Я слышу ее голос в трубке.
— Зачем тебе сено? Какой-то фантастический фермерский проект, о котором я не знала? — Она провожает его взгляд, который устремлен ко мне. Я слышу лишь несколько следующих слов, прежде чем он завершает звонок.
— Боже мой, вы оба одержимы...
Я фыркаю от смеха. Она не ошибается. Я быстро стала одержима тем, что чувствую, когда нахожусь рядом с ним. И Хэдли не стесняется называть вещи своими именами.
Музыка, звучащая изнутри, отдается здесь эхом. Бигги Смоллс рассказывает о своей реальности — возможно, это был всего лишь сон, но слова слишком хороши, чтобы их забыть. И это заставляет меня улыбаться.
Когда я возвращаюсь в дом, Мэгги с той же ностальгической улыбкой спускается по лестнице.
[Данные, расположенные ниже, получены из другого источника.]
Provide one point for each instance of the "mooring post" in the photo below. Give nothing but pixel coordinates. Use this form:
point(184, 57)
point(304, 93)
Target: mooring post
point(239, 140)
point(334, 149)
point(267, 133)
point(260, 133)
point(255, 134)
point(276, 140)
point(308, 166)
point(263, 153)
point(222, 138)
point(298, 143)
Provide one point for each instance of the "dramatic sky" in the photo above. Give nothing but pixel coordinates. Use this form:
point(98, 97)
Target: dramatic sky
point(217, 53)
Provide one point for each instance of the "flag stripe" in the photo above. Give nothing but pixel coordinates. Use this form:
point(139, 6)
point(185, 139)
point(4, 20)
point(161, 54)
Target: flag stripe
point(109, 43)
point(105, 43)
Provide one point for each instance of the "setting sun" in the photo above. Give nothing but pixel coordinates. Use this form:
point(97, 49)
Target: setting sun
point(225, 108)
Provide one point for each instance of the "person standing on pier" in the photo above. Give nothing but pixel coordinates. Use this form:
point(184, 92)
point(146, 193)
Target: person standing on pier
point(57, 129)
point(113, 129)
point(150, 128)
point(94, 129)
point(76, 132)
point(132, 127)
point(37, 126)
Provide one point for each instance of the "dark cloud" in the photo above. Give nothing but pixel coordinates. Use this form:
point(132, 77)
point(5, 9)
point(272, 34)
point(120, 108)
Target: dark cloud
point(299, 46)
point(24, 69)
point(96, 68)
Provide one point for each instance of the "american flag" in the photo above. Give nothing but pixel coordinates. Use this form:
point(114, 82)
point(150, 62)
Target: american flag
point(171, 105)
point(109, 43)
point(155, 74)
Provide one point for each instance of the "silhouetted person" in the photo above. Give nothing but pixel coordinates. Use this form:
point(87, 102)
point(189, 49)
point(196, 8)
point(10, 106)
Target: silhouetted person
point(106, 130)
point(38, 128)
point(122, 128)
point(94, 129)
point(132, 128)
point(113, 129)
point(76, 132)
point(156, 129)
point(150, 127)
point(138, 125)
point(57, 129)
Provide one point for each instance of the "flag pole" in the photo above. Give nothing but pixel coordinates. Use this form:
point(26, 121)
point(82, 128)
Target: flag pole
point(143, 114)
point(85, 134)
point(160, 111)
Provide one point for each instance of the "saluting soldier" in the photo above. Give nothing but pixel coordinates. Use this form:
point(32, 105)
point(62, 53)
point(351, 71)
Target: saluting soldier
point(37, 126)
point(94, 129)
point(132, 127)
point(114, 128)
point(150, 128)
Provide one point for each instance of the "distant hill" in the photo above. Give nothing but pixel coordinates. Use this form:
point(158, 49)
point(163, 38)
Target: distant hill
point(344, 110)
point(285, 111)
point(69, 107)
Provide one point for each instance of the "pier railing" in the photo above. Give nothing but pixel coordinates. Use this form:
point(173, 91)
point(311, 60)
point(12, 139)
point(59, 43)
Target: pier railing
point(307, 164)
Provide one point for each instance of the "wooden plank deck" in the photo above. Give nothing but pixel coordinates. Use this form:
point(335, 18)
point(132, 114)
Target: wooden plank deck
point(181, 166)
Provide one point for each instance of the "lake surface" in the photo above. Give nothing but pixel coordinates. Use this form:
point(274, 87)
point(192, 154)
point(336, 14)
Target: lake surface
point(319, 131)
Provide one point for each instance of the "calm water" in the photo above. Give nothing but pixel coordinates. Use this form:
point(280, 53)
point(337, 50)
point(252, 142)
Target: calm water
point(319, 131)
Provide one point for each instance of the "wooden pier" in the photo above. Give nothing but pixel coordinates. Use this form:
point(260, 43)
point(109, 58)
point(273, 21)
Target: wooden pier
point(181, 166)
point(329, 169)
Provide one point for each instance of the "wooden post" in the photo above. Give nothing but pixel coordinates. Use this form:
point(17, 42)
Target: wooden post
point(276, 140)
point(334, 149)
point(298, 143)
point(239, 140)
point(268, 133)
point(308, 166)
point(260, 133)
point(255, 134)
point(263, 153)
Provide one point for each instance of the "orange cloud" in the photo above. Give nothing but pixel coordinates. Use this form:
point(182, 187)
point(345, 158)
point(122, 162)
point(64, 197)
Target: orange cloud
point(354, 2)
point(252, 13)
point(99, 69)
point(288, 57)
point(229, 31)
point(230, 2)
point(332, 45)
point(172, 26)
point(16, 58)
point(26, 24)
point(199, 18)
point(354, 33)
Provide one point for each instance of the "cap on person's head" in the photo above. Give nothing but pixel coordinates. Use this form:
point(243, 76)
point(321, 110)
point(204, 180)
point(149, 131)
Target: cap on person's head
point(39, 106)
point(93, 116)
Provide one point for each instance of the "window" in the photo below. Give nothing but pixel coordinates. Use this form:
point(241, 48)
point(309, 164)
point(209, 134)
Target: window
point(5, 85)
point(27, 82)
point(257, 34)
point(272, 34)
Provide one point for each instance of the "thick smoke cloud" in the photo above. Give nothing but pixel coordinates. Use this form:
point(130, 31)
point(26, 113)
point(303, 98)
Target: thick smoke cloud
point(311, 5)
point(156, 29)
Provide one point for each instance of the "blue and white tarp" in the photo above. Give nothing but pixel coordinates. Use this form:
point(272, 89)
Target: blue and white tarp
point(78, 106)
Полотенце плотно обернуто вокруг ее волос, она улыбается, и это без слов говорит о том, что будет дальше. Из динамиков, установленных по всему дому, громко играет музыка, и я встречаюсь с ней в центре комнаты. Мы танцуем, повторяя сцену из Save the Last Dance, а потом будто попадаем в уличный баттл из Teen Witch. Мы обе смеемся, когда она говорит:
— Мама не могла справиться с твоим рэпом. Она никогда не понимала, что Бигги и Тупак такие же иконы, как Стиви и Карли.
Я смеюсь еще громче от нахлынувших воспоминаний.
— О, я помню. Она ни на что так бурно не реагировала, как на разговоры о музыке или лошадях.
Мэгги улыбается и убавляет громкость, пока мы переводим дыхание.
— Удалось побывать на каких-нибудь крутых концертах, пока путешествовала по миру?
— Я не путешествовала по миру, не преувеличивай.
— Ты была не здесь. В местах, которые я никогда не видела, — для меня всё, что за пределами Фиаско, кажется целым миром.
Она уходит на кухню и наполняет водой два стакана. Передавая мне один из них, она говорит:
— Тогда расскажи, где ты жила.
— Ты ведь была в Нэшвилле, верно? — спрашиваю я, уже зная ответ.
Она кивает.
— Весенние каникулы прямо перед выпускным. Несколько человек поехали на неделю.
Мэгги училась здесь, поскольку в Университете Кентукки были программы по конному спорту и компьютерному программированию. Она была талантлива и разбиралась и в том, и в другом. Мама была категорически против того, чтобы она занималась дрессировкой лошадей в «Finch & King». Это было предметом разногласий между ними.